O que ele não sabe é que a noite é o meu reinado. Ela nunca me cansa. Não me limita. Pelo contrário: a escuridão da noite me revigora, alimenta o meu poder e a minha sede de vingança. Enquanto bebo o líquido amargo, percebo a esposa do chefe da máfia levantar-se. É como se tivesse uma coleira no seu pescoço: Vittorio a mantém em rédeas curtas, sempre sob o seu domínio. Pergunto-me: quanto ele a quer de verdade? Ou o que seria capaz de suportar para mantê-la viva e segura do seu lado?
Em breve eu serei a ameaça viva dessa aliança que ele julga indestrutível. Penso e fecho as mãos em punho.
- Fique de olho no Vittorio, Vicenzo! - ordeno. - Não deixe nenhum de seus atos escapar. Avise a equipe para manter as câmeras sempre ligadas. Eu quero saber tudo o que ele conversar esta noite.

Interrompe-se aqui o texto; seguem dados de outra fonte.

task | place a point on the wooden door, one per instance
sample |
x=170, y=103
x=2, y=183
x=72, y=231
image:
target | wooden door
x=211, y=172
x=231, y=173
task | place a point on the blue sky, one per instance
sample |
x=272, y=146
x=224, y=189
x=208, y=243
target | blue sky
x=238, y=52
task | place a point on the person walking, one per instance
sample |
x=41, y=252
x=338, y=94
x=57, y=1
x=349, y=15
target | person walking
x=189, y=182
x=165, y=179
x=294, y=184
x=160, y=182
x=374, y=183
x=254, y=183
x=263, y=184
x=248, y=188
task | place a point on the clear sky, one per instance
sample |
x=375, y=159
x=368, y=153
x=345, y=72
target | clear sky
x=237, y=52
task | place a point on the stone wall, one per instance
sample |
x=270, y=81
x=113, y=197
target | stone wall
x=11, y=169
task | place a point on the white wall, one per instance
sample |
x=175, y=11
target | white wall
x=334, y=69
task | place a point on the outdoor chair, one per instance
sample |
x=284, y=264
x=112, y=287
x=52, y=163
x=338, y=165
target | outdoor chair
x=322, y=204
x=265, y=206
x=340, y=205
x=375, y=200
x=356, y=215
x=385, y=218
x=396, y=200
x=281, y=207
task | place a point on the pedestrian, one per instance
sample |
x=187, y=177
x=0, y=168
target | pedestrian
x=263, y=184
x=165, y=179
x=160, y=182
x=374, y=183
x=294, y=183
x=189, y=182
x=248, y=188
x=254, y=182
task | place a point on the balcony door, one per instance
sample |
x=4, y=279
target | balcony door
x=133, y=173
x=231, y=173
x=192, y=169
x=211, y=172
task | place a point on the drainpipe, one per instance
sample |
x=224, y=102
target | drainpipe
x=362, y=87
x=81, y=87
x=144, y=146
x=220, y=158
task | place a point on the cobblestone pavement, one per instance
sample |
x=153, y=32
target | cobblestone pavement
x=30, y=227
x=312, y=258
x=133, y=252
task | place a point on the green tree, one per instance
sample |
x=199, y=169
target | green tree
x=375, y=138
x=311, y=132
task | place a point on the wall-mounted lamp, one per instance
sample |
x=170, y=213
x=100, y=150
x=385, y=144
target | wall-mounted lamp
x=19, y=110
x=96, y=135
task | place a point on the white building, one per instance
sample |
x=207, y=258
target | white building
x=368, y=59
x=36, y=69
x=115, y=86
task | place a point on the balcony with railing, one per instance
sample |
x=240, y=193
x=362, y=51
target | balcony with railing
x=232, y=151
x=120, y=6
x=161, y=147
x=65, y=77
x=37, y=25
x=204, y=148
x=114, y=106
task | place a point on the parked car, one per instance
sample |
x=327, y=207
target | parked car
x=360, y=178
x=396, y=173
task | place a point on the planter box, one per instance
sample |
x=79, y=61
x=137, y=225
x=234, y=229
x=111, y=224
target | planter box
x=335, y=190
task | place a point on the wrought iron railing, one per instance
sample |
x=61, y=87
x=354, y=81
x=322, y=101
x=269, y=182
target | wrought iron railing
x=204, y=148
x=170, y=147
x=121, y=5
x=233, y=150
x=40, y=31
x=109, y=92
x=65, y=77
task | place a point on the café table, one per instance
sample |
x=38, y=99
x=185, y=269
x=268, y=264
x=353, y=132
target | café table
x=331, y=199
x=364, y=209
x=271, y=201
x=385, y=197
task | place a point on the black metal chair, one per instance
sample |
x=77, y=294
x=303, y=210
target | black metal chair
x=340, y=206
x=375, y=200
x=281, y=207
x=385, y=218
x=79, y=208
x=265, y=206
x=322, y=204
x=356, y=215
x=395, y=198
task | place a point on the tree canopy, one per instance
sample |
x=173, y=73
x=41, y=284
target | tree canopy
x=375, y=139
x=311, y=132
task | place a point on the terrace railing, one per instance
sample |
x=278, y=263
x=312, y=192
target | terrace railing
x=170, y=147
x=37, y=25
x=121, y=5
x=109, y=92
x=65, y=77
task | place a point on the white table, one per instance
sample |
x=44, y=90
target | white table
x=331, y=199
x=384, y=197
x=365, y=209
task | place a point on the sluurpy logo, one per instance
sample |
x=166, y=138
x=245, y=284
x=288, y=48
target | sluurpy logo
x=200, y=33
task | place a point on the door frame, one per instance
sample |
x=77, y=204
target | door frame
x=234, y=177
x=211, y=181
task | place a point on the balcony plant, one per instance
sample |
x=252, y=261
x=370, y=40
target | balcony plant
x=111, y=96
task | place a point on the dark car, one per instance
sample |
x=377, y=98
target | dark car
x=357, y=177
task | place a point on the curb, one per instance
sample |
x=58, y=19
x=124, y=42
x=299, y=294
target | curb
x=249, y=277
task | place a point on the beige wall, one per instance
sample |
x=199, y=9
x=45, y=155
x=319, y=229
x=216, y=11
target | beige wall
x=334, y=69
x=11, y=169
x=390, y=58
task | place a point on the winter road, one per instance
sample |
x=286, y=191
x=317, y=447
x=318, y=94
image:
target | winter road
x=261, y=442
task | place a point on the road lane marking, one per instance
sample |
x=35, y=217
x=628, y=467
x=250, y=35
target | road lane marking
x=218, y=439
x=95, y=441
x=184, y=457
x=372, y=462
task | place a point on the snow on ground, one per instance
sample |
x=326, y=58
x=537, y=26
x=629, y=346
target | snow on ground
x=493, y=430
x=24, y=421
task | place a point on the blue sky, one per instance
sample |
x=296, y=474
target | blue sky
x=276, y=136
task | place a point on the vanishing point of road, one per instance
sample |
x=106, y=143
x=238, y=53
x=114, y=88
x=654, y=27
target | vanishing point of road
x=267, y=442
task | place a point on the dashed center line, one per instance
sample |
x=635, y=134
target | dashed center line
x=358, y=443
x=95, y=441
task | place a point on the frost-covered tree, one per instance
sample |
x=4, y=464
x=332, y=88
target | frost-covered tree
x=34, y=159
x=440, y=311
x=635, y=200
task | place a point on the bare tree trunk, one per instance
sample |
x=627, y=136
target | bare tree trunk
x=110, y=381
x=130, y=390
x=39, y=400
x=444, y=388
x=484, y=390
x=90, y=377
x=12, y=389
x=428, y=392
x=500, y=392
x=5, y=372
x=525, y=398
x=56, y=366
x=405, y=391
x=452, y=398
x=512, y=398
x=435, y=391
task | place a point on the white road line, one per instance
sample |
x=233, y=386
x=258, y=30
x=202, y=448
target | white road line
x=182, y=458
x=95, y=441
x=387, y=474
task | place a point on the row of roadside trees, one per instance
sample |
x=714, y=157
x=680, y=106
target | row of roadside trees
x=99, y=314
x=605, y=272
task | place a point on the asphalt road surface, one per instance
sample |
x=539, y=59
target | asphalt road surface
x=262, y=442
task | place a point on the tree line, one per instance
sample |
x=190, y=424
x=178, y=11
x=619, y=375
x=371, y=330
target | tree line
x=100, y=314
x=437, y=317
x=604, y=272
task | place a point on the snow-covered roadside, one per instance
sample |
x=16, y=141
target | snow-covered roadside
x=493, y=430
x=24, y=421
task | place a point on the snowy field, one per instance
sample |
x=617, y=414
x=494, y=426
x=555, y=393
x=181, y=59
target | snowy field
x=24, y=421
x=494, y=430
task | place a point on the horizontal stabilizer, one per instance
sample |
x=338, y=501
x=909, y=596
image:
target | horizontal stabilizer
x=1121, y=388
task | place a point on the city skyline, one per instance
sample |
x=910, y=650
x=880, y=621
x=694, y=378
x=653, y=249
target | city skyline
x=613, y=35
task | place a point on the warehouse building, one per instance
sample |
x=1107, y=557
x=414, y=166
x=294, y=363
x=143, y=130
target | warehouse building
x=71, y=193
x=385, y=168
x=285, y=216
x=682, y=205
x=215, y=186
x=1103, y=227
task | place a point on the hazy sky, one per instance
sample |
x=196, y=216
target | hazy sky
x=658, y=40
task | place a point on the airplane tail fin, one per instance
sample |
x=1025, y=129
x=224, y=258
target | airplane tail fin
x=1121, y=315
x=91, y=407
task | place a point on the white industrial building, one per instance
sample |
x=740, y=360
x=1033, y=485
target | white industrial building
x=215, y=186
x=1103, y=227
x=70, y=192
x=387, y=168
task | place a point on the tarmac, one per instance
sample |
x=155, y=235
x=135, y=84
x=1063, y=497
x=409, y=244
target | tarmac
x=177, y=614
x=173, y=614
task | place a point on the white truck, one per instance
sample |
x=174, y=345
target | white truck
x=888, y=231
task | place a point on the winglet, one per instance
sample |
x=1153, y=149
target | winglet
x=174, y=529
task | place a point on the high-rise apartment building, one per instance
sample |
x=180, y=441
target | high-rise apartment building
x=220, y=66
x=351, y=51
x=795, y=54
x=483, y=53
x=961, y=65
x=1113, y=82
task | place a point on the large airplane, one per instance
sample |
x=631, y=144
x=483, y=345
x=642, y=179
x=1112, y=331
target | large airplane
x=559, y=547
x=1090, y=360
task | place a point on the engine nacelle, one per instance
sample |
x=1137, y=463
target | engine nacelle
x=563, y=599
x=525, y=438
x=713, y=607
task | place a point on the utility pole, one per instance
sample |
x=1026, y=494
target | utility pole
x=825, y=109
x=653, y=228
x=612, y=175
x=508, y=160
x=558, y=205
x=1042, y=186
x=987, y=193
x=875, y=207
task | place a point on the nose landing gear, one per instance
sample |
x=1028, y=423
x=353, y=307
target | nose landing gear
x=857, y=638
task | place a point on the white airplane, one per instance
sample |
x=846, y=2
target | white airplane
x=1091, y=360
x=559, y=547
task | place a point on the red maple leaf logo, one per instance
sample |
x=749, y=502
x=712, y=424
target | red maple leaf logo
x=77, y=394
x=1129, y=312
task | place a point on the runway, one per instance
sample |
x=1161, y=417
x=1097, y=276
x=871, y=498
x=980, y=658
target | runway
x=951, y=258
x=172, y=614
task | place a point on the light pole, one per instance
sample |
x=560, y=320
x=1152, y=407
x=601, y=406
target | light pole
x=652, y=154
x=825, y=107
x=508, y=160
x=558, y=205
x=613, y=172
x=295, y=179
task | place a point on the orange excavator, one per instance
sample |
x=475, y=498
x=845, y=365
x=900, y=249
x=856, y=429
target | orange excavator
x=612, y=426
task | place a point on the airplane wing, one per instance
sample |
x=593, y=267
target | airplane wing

- Tudo está conforme pediu, irmão. Amanhã estará tudo em sua mesa nas primeiras horas do dia.
- Ótimo!
Esvazio o copo, largando-o em cima da minha mesa e na sequência, saio da sala para me aventurar entre corpos suados e agitados. De onde estou, consigo ver Abby Leone. Aparentemente tímida e reclusa. Talvez tudo não passe de um teatro, certo? E como se fosse atraído por ela, decido subir a escadaria ao lado da área VIP para alcançar o terraço, e respirar o ar frio da noite. Contudo, na metade do percurso, paro abrupto diante de uma jovem de olhar grande e assustado.
Estranhamente, essa garota faz o meu coração frio palpitar. O cheiro que ela exala provoca algo estranho dentro de mim: rompe terminações nervosas antes adormecidas e, assim, algo dentro começa a ferver - um calor incontrolável e agoniante que não consigo controlar.
Engulo em seco, mas mantenho o meu olhar gélido no seu.
- Me desculpe! - diz ela. A sua voz trêmula e suave preenchendo os meus ouvidos. Despertando em mim um ser que não via há anos. - Acho que... errei o caminho. Eu deveria ir à área VIP, mas por algum motivo vim parar aqui...
- A área VIP fica do outro lado - informo e aponto a direção.
- Ah... obrigada! - Abby sorri, trêmula. É um sorriso pequeno, tímido, nitidamente forçado.
Ela tenta passar por mim, mas, sem explicação, dou alguns passos de lado, impedindo a sua passagem, ainda mantendo o olhar firme fixo no seu rosto pálido. Seu olhar vacila e volta a encontrar o meu. Contudo, vejo medo em suas retinas.
Mas medo de quê?
De quem?
- Eu... preciso ir - ela repete. E, por mais firme que sua voz soe, o tremor é quase palpável. Afasto-me e ela passa por mim como um raio, deixando um rastro do seu perfume para trás.
- Aquela não era a esposa do Vittorio Leone? - Vicenzo indaga do alto da escadaria, despertando-me. Subo os degraus em direção ao escritório.
- Ela mesma - ralho com fingido desdém, trincando o maxilar.
- Por que a deixou ir embora? - ele contesta, surpreso.
A resposta é bem simples: eu não sei. Bastava um sinal meu e ela simplesmente desapareceria da face da terra.
- Sim, eu deixei.
- Mas eu pensei que...
- Tudo a seu tempo, meu caro irmão. Tudo a seu tempo - resmungo, calmo, observando Abby voltar para os braços do meu inimigo, enquanto ele afaga as suas costas com carinho.